From: Venelin Mitov (vmitov_at_gmail_dot_com)
Date: Thu Jan 06 2005 - 11:37:30 PST
I need to write quicksort in upc. Here is the pseudocode of the parallelised
quicksort algorithm:
shared[N/THREADS] int P[N]; //the array to sort
//sorts P[begin..end-1] using threads[t0..tn)
void quicksort(int begin, int end, int t0, int tn){
1: if only one thread (tn - t0 == 1) call the serial qsort on
P[begin..end]; return;
//more than one thread
2: t0 selects one of the elements P[begin..end] as pivot
3: each thread t0..tn-1 rearranges it's local part of P[begin..end]

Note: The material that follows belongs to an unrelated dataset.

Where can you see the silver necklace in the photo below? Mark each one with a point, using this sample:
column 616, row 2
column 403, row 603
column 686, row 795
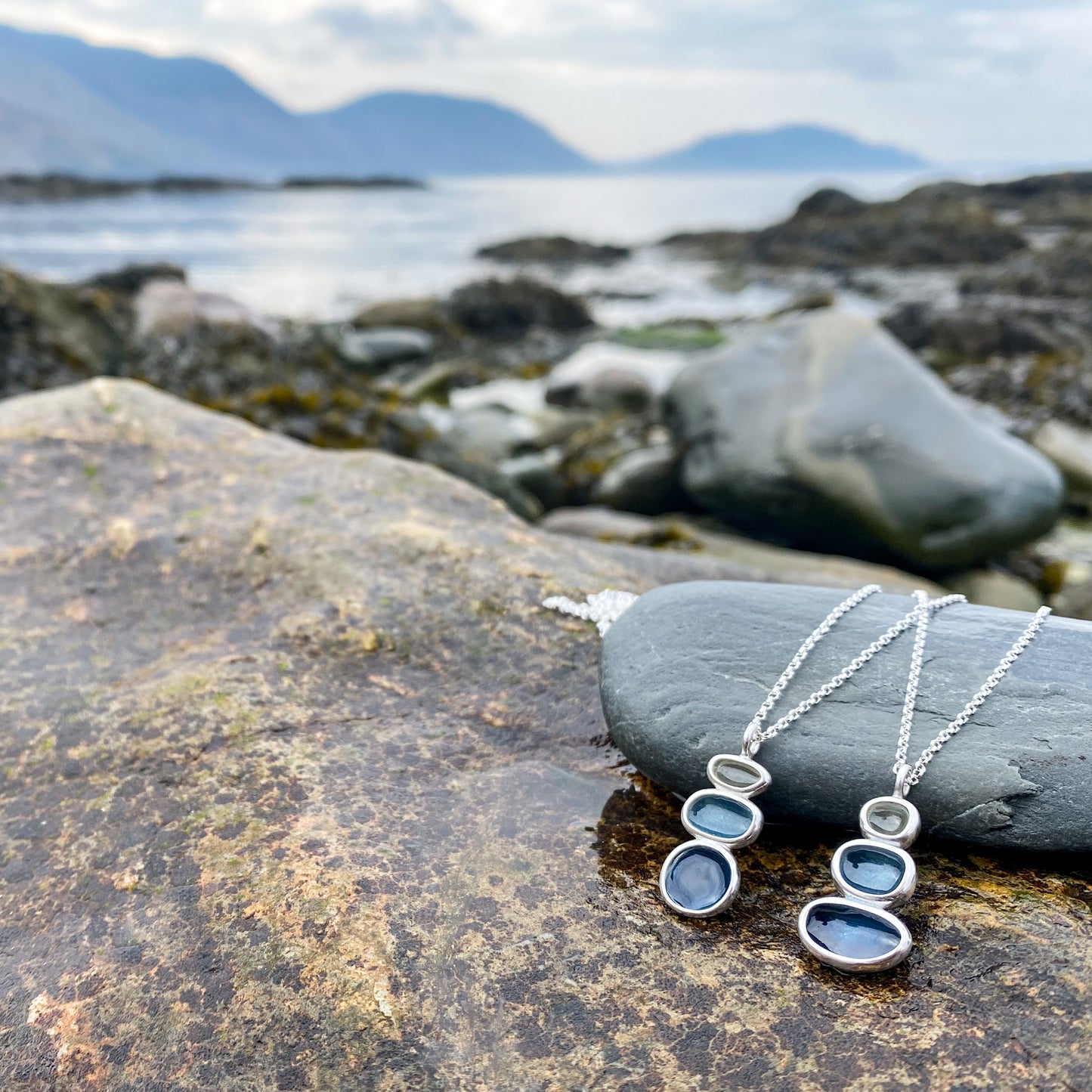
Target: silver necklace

storing the elements smaller than pivot to the left and the larger or
equal elements to the right
4: global rearrangement (divide P[begin..end] on two parts - smallers
than pivot to the left , larger than pivot to the right:
4.1:once the local rearrangement is done by all threads the positions
of the smaller and larger parts in the "global" array (P[begin..end])
are calculated.
4.2: each thread places its smaller and larger parts approprietely in
the global array
5. let P[begin..send) are the elements smaller than pivot and
P[send..end) are the elements larger or equal to pivot.

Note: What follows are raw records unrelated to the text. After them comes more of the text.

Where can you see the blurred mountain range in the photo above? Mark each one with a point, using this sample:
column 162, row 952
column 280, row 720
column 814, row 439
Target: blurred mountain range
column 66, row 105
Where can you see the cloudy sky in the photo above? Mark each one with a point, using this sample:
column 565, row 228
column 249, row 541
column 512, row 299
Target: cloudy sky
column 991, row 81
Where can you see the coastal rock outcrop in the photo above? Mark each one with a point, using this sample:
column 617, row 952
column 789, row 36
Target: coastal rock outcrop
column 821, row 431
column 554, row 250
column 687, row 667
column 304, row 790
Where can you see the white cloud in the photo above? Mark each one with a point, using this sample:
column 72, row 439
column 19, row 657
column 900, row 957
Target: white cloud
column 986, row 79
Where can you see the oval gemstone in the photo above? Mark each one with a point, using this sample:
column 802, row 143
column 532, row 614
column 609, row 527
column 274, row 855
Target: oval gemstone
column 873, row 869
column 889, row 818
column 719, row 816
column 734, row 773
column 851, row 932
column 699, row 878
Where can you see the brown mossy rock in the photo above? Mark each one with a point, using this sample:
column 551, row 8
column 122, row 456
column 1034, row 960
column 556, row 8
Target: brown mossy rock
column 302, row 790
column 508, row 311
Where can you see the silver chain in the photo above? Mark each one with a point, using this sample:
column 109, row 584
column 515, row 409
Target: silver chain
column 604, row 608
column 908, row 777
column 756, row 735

let roughly said t0,.., tn0-1 are the threads in affinity with the
smaller (left) part
P[begin..send), and tn0...tn-1 are the trheads in affinity with the
larger(right) part -
P[send..end].
if(MYTHREAD <= tn0)
quicksort(begin, send, t0, tn0);
else
quicksort(send, end, tn0, tn);
}
There are synchronisation points for threads t0..tn-1 between the steps.
For example all threads t1..tn-1 must wait until t0 calculates the
pivot (step 2);
the global rearrangement (step 4) cannot start until all threads have finished
the local rearrangement;
The recursive call cannot be made until the global rearrangement is done.
The problem is that t0..tn-1 is a subrange of 0..THREADS-1, so
upc_barrier cannot be used.
Can you propose me an effective solution (maybe something with
upc_locks which works like "upc_barrier for threads t0..tn-1")?
Regards.
Venelin Mitov